Der Suchbegriff "ars gratia artis" bringt es bei Google auf klägliche 500.000 Einträge. Und Wikipedia traut sich schon gar nicht, den Ausdruck in seiner lateinischen Form in seine Textsammlung aufzunehmen. Dort findet sich der Begriff in seiner französischen Umschreibung; L'art pour l'art (*). Wer Französisch spricht, der ist gebildet. Und Latein ist sowieso out.
Ob in der lateinischen oder in der frankophonen Fassung, Kunst ist nicht zweckorientiert. So lautet das Credo. Autotelie ist das zugehörige Fremdwort. Dieser sprachliche Dreisprung verleitet den eiligen Internet User zum Absprung. Dennoch - es bleibt ein gewisser Nervenkitzel. Wieso sagen die Alten, dass Kunst sich selbst genügen kann?

(Bild: geralt)

Let it flow

Unter dem Stichwort Autotelie nennt Wikipedia die Unabhängigkeit als interessanten Aufhänger. Unabhängigkeit ist wieder aktuell in einer Welt, die alles und jeden tracken will.
Schon in früheren Zeiten haben die Dichter und Denker gern ihre gedankliche Unabhängigkeit behalten. Es geht also nicht nur um die Kunst. Es geht um das Denken und Handeln in verschiedenen Formen.
Dieses Freisein im Kopf hat manchem Menschen wohl gut getan. Immanuel Kant soll von Wohlgefallen gesprochen haben. Doktor Feelgood Kant.
Andere Denker führen bei dem Ausdruck "ars gratia artis" die Ästhetik ins Feld. Unter Ästhetik versteht der biedere Betriebswirt alles, was schön ist.

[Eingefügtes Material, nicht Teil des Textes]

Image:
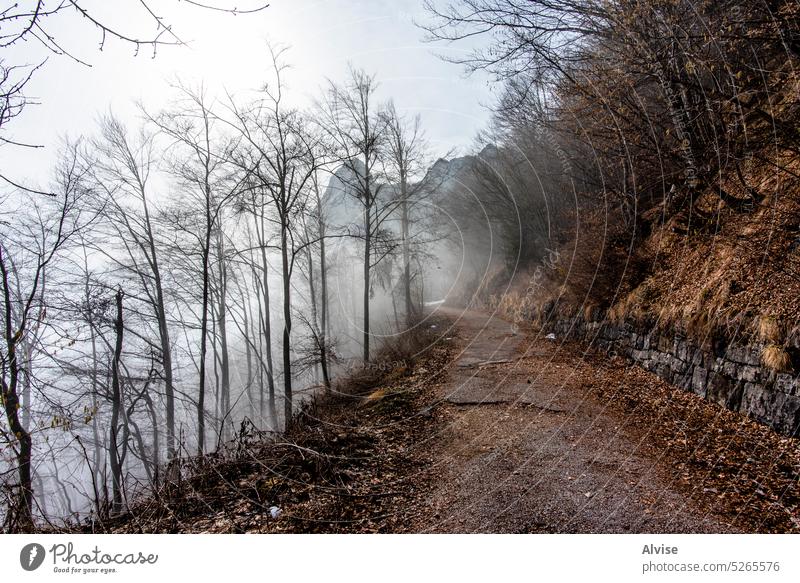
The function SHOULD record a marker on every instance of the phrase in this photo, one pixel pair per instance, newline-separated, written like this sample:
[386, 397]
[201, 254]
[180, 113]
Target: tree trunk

Ars gratia artis – Unabhängigkeit – das Schöne in der Welt. Der Gedankengang hat etwas. Da könnte man noch ein paar Zeilen weiterlesen.
Selbstentfaltung ist ein weiteres Reizwort. Sei, der du bist - alles nette Worte. Diese ars gratia artis Sache zieht Kreise im Denken des Lesers.

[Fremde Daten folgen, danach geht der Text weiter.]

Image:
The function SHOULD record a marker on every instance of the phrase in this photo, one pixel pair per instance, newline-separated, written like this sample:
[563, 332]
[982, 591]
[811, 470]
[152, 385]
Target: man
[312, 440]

Dann kommt die moderne Psychologie.
Der Flow-Effekt (*). Menschen strecken die Arme in die Strahlen der untergehenden Sonne. Normalerweise muss der Konsument ein Produkt käuflich erwerben, bevor er derart jubeln kann. Nicht so in der Autotelie. Ars gratia artis erlaubt das kostenfreie Jubeln.

Alles fließt

Der Flow-Effekt – was ist das?
Wenn ein Mensch komplett in einer Tätigkeit aufgeht, dann hat er den Flow. Bergsteiger erfahren zum Beispiel das Gipfelglück. Auch das Tanzen in Trance wird darunter verstanden. Wer es noch nicht wusste, der erfährt an dieser Stelle im Lexikon, dass es hauptberufliche Glücksforscher gibt. Ein solcher hatte den Begriff vom Flow-Effekt geprägt (*).

Zweckfreies Handeln macht demnach glücklich. Frei von den Bindungen der äußeren Umstände zu sein, das ist Flow. Und wie kommt man dorthin? Durch das Prinzip des ars gratia artis. An dieser Stelle scheint sich der Kreis zu schließen.

Der versunkene Gamer

Jetzt gesellen sich die Spieltheoretiker dazu. Spielen entrückt demnach von den Zwängen des Alltags (*). Ein Gefühl der Unendlichkeit stellt sich ein. Einem Ausspruch Schillers könnte man die Einheit mit dem Universum andichten.

Das ist schon ein starkes Stück, wie eine solche gedankliche Verbindung von ars gratia artis zu einem Einheitsbewusstsein führen kann. Und an einem lauen Sonntagmorgen kann dieser Gedankengang zum Nachdenken verführen. Im Job muss der Mensch zielorientiert denken. Die Aufgaben müssen erfüllt werden. Im privaten Bereich kann der Einzelne sich durch zweckfreie Handlungen und freie Gedanken unabhängig machen.

Fazit.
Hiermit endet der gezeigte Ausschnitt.